好きな哲学者は谷川俊太郎
——『羊と鋼の森』は17歳の青年が調律師という職業と出会い、成長していく物語ですが、宮下さんご自身は17歳のころ、どのように過ごされていたんですか。
宮下奈都 (以下、宮下) 私が高校生の頃は、悩みがないのが悩みだったんです(笑)。どちらかと言えば悩みを相談される側でした。でも、相談する時点でだいたい答えは出ているし、どんな相談をされても、「それ、全然悩むようなことじゃないのでは」って思ってしまう。
その頃の私は、ほんとうの悩みっていうのは、寝ても覚めても頭から離れないもので、それを乗り越えることで人間的に大きな成長ができるものだと信じ込んでいたんです。そもそも、考えて答えがでるようなものは悩みじゃないと。だから、悩みがないと成長できないって、どこかで焦ってもいた。
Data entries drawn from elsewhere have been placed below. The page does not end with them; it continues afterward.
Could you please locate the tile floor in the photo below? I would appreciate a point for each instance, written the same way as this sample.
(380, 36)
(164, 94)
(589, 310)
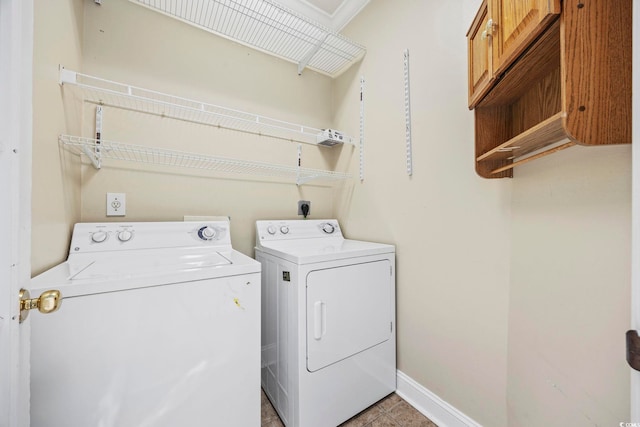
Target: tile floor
(392, 411)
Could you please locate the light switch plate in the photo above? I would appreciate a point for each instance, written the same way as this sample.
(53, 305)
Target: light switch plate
(116, 204)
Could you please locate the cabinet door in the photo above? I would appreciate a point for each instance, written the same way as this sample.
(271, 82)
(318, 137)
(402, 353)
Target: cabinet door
(479, 50)
(515, 24)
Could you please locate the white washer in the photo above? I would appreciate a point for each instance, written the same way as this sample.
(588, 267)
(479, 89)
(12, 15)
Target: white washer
(159, 326)
(328, 321)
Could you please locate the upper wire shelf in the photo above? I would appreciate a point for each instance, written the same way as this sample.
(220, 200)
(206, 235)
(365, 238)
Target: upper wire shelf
(269, 27)
(106, 92)
(97, 150)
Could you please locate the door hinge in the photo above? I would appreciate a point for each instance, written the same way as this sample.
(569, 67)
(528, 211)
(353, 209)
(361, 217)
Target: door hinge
(633, 349)
(47, 302)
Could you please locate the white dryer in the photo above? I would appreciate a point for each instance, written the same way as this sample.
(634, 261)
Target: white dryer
(159, 326)
(328, 321)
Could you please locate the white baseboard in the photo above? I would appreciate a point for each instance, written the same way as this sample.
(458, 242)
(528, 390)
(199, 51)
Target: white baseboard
(429, 404)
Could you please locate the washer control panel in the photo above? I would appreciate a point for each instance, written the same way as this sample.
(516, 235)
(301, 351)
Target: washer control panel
(296, 229)
(99, 237)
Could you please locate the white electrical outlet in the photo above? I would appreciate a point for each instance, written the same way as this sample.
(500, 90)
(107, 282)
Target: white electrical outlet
(116, 204)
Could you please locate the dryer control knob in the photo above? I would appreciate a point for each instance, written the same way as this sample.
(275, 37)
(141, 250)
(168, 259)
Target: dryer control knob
(125, 235)
(207, 233)
(328, 228)
(99, 237)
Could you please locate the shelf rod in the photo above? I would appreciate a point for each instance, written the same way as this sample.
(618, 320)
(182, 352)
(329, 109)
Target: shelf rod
(106, 92)
(164, 157)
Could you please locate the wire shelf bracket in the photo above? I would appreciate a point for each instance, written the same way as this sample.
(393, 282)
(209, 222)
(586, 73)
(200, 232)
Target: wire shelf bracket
(163, 157)
(407, 114)
(269, 27)
(105, 92)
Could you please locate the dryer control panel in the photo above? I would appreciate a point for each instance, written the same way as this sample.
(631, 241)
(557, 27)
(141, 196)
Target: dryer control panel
(297, 229)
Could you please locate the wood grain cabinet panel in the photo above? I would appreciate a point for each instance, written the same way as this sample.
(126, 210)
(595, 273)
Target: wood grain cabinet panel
(561, 80)
(516, 23)
(480, 62)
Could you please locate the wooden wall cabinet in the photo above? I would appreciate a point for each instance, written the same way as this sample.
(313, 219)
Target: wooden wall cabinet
(544, 76)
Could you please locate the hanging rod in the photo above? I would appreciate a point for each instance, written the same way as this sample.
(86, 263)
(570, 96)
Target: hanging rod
(269, 27)
(164, 157)
(120, 95)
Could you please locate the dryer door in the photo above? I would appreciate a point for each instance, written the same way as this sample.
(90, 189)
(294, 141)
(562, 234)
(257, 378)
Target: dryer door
(348, 311)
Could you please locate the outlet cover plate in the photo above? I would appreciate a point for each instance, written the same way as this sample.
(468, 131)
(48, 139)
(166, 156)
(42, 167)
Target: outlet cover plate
(116, 204)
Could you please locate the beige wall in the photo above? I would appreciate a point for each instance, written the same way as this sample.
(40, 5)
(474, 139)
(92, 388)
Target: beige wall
(451, 228)
(570, 289)
(56, 177)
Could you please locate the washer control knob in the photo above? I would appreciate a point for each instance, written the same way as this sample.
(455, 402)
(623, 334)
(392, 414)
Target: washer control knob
(125, 235)
(328, 228)
(99, 236)
(207, 233)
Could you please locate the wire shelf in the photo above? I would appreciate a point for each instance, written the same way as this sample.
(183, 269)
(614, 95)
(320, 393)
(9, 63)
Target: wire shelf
(124, 96)
(269, 27)
(97, 150)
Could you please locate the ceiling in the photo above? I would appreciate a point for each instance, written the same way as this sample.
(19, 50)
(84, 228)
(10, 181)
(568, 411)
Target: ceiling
(333, 14)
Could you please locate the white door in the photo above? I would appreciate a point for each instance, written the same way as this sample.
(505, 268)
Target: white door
(16, 47)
「悩み」がいつかは自分にも訪れるだろうと思い続けて、気づいたら49歳になってました(笑)。「悩みはありません」って言うと、すごく能天気みたいですけど。大きな悩みを抱えていないと書けない類の小説は、私には書けないし、特に書きたいとも思いません。
一方で、それらしい悩みはないけれども、10代の頃はいつももやもやと考えていました。そのもやもやをなんとか解消したくていろんな本を読んでいたときに出会ったのが、谷川俊太郎さんの『空の青さをみつめていると』とニーチェの『ツァラトゥストラはかく語りき』です。
もちろん、明確な答えなんてそこにはありませんでしたが、この2冊はものすごく面白かった。そうか、私が勉強したいのは哲学だ!とひらめいて、大学は哲学科に行くと決めたんです。
今でも覚えていますが、大学入試の面接で好きな哲学者を聞かれたとき、胸を張って「谷川俊太郎です」って答えました。ニーチェにも大きな影響は受けましたが、ちょっと背伸びをして頑張って読んでいたので、素直に好きとは言えなかったですね。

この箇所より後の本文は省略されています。